الاستحلال إذن : استحلال فعليّ ، واستحلال عقديّ بقلبه ، فالاستحلال الفعليّ ينظر فيه للفعل نفسه ، هل يكفِّر أم لا ؟ و معلوم أن أكل الرِّبا لا يكفر به الإنسان ، لكنّه من كبائر الذُّنوب ، أما لو سجد لصنم فهذا يكفر لماذا ؟ لأن الفعل يكفِّر ؛ هذا هو الضابط لكن لابد من شرط آخر وهو ألا يكون هذا المستحلُّ معذوراً بجهله، فإن كان معذوراً بجهله فإنه لا يكفر
“Penghalalan (istihlaal) adalah meyakini kehalalan apa-apa yang telah diharamkan oleh Allah. Adapun penghalalan (istihlaal) dalam amal perbuatan, maka itu dilihat : Apabila penghalalan (istihlaal) tersebut termasuk hal yang menjadikan pelakunya kafir, maka ia pun kafir lagi murtad. Misalnya : Apabila ada seseorang yang bermuamalah dengan riba, namun ia tidak berkeyakinan hal tersebut halal walaupun ia terus-menerus melakukannya, maka ia tidak dikafirkan – karena ia tidak menghalalkannya. Namun bila ia berkata : ‘Sesungguhnya riba itu halal’ – yaitu riba yang diharamkan Allah - , maka ia dikafirkan karena ia telah mendustakan Allah dan Rasul-Nya shallallaahu ‘alaihi wa sallam.

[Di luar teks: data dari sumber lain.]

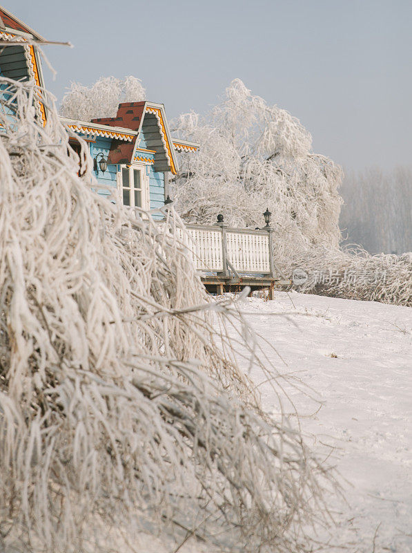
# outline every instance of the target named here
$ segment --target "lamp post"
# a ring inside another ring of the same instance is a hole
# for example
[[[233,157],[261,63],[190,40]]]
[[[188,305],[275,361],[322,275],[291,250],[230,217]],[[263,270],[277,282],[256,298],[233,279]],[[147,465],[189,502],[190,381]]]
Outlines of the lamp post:
[[[99,152],[93,160],[93,169],[97,174],[99,174],[99,169],[104,174],[107,171],[108,161],[108,158],[104,157],[103,152]]]

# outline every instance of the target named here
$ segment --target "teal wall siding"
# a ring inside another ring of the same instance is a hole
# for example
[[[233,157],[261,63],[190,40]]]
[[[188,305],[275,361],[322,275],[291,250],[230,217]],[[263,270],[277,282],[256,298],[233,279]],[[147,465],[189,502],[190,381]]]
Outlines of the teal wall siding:
[[[84,135],[79,135],[82,138],[85,138]],[[95,142],[90,143],[90,151],[92,158],[95,158],[100,152],[103,153],[105,158],[109,154],[110,149],[110,144],[112,142],[111,138],[104,138],[101,137],[96,137]],[[146,142],[144,137],[139,144],[140,148],[146,148]],[[137,155],[146,155],[147,157],[152,158],[153,155],[144,152],[137,152]],[[164,174],[159,173],[154,170],[153,165],[146,165],[146,171],[148,170],[149,176],[149,194],[150,200],[150,209],[155,209],[161,207],[164,205]],[[117,187],[117,173],[119,169],[119,166],[117,165],[108,165],[107,171],[102,174],[100,171],[97,174],[94,172],[97,182],[101,182],[106,187],[112,187],[116,189]],[[104,189],[97,190],[97,193],[101,196],[108,196],[110,191]],[[161,218],[161,216],[154,216],[156,218]]]
[[[96,142],[90,142],[90,155],[92,158],[95,158],[100,152],[103,153],[105,158],[107,158],[109,155],[111,143],[111,138],[104,138],[100,136],[97,136]],[[96,171],[93,171],[98,182],[101,182],[105,186],[112,187],[115,189],[117,187],[117,180],[116,178],[117,172],[117,165],[108,165],[107,171],[104,173],[102,173],[100,170],[99,170],[97,174]],[[101,189],[97,190],[97,193],[101,196],[108,196],[110,194],[110,191]]]
[[[144,133],[143,131],[140,131],[140,134],[139,135],[139,138],[137,138],[138,142],[138,147],[139,148],[147,148],[146,143],[146,138],[144,138]]]
[[[1,72],[1,68],[0,68],[0,76],[1,76],[1,77],[3,76],[3,73]],[[10,87],[10,84],[4,84],[0,85],[0,97],[1,97],[1,98],[3,99],[3,100],[4,102],[7,102],[7,100],[10,100],[12,95],[11,94],[6,94],[5,92],[1,92],[1,91],[3,91],[3,90],[5,90],[6,88],[8,88],[9,87]],[[4,105],[4,104],[1,104],[0,107],[1,107],[1,111],[6,115],[14,115],[15,112],[10,107],[10,106],[6,106]]]
[[[141,132],[139,135],[139,148],[146,148],[147,144],[144,138],[144,133]],[[139,152],[137,152],[139,155]],[[141,155],[141,153],[140,153]],[[148,157],[154,157],[150,153],[146,154]],[[150,209],[155,209],[164,205],[164,174],[159,173],[154,170],[153,166],[150,165],[149,169],[149,191],[150,197]],[[154,216],[160,217],[161,216]]]

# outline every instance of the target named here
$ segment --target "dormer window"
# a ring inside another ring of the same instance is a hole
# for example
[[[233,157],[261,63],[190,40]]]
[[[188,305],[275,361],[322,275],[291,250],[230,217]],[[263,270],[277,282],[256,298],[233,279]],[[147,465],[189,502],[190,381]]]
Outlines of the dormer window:
[[[148,209],[149,191],[144,167],[122,165],[119,176],[123,205]]]

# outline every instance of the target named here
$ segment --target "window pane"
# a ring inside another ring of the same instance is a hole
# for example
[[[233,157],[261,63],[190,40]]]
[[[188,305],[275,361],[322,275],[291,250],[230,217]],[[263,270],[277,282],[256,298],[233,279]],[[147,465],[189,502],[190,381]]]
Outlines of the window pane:
[[[123,186],[130,186],[129,170],[126,167],[122,167],[121,169],[121,182],[123,183]]]
[[[123,205],[130,205],[130,191],[123,189]]]
[[[140,180],[140,171],[137,169],[133,169],[133,183],[135,185],[135,188],[141,188],[141,180]]]

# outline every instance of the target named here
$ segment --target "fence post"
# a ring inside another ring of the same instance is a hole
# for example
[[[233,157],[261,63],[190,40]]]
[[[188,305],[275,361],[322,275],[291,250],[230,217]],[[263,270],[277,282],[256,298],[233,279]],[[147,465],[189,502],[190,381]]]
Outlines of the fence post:
[[[229,277],[229,271],[228,269],[228,261],[227,261],[227,243],[226,243],[226,228],[227,225],[225,225],[224,221],[223,220],[223,215],[219,214],[217,216],[217,223],[216,223],[217,226],[220,227],[222,229],[222,268],[223,270],[222,272],[219,273],[219,276],[224,277]]]

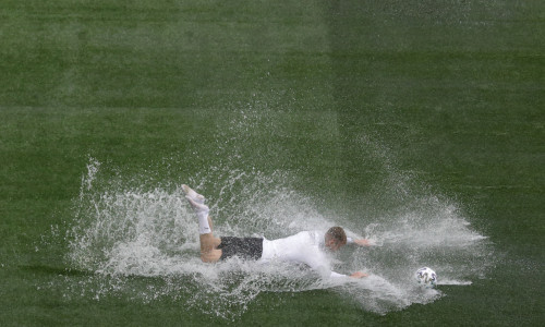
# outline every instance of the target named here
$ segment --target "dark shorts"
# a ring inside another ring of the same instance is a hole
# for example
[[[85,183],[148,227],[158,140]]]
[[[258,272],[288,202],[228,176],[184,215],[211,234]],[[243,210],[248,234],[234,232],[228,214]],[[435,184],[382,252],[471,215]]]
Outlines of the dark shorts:
[[[231,256],[257,261],[263,254],[263,238],[221,238],[218,249],[221,250],[220,261]]]

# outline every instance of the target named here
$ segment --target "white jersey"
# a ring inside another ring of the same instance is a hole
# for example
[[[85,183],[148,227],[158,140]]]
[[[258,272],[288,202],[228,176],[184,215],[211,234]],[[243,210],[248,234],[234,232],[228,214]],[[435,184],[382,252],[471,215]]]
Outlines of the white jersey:
[[[325,233],[302,231],[294,235],[278,239],[263,240],[262,262],[280,259],[308,265],[317,272],[330,277],[346,277],[331,271],[329,261],[324,252]]]

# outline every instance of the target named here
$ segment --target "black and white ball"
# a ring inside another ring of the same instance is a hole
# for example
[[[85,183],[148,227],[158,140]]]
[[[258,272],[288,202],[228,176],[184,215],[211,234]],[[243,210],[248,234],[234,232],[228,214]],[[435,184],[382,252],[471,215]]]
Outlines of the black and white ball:
[[[423,267],[416,270],[416,281],[426,288],[434,288],[437,284],[437,274],[432,268]]]

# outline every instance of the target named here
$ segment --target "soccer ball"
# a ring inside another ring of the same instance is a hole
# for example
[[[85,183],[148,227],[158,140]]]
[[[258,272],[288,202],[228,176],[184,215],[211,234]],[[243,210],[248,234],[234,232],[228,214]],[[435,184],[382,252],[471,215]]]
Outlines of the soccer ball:
[[[437,274],[428,267],[423,267],[416,270],[416,281],[426,288],[434,288],[437,283]]]

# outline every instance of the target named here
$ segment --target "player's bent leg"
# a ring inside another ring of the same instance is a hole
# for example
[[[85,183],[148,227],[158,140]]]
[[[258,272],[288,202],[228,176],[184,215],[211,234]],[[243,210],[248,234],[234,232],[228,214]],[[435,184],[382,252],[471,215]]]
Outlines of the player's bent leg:
[[[213,233],[201,234],[201,259],[205,263],[215,263],[221,257],[222,251],[218,250],[221,240]]]

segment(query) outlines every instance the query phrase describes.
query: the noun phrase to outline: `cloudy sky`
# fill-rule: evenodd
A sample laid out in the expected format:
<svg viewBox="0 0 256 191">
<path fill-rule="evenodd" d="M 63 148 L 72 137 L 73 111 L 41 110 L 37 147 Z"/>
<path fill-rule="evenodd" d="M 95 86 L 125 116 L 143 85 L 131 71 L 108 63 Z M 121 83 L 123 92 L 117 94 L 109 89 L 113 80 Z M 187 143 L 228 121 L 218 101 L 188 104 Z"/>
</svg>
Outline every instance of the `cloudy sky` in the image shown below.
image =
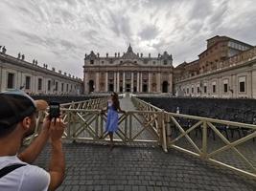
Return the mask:
<svg viewBox="0 0 256 191">
<path fill-rule="evenodd" d="M 174 65 L 198 58 L 206 39 L 228 35 L 256 45 L 255 0 L 0 0 L 0 46 L 82 77 L 85 53 L 126 52 Z"/>
</svg>

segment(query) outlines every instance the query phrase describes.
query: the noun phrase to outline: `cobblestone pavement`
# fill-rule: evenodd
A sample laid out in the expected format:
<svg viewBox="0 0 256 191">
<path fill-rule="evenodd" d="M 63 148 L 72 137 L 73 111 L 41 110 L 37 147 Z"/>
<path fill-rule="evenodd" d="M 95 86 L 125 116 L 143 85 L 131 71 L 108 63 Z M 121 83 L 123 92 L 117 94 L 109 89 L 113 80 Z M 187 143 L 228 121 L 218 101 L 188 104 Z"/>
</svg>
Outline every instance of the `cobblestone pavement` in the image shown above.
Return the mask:
<svg viewBox="0 0 256 191">
<path fill-rule="evenodd" d="M 121 99 L 121 107 L 135 110 L 128 97 Z M 186 146 L 183 141 L 181 144 Z M 255 156 L 255 143 L 251 144 L 250 153 Z M 103 142 L 65 143 L 64 151 L 66 178 L 58 191 L 256 190 L 255 180 L 173 149 L 164 153 L 155 145 L 116 143 L 110 151 Z M 47 169 L 49 159 L 47 146 L 35 164 Z"/>
<path fill-rule="evenodd" d="M 175 150 L 64 144 L 66 178 L 60 190 L 256 190 L 255 180 Z M 47 168 L 46 147 L 35 164 Z"/>
</svg>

Oleh karena itu, penghalalan (istihlaal) itu ada dua macam : penghalalan dalam amal perbuatan (istihlaal fi’liy) dan penghalalan dengan keyakinan di hatinya (istihlaal ‘aqdiy). (Tentang permasalahan) penghalalan dalam amal perbuatan, maka itu dilihat dari amal perbuatan itu sendiri, apakah ia menyebabkan pengkafiran atau tidak ? Telah diketahui bahwasannya memakan harta riba tidak menyebabkan pengkafiran seseorang, namun ia termasuk dosa besar. Seandainya ia sujud kepada berhala, maka ia pun dikafirkan. Kenapa ? Karena perbuatan itu merupakan jenis perbuatan yang dapat mengkafirkan. Inilah norma/kaedahnya. Akan tetapi, wajib diperhatikan adanya persyaratan yang lain, yaitu orang yang menghalalkan tersebut tidak memiliki udzur karena ketidaktahuannya. Seandainya ia mempunyai udzur karena ketidaktahuannya, maka ia tidak dikafirkan”.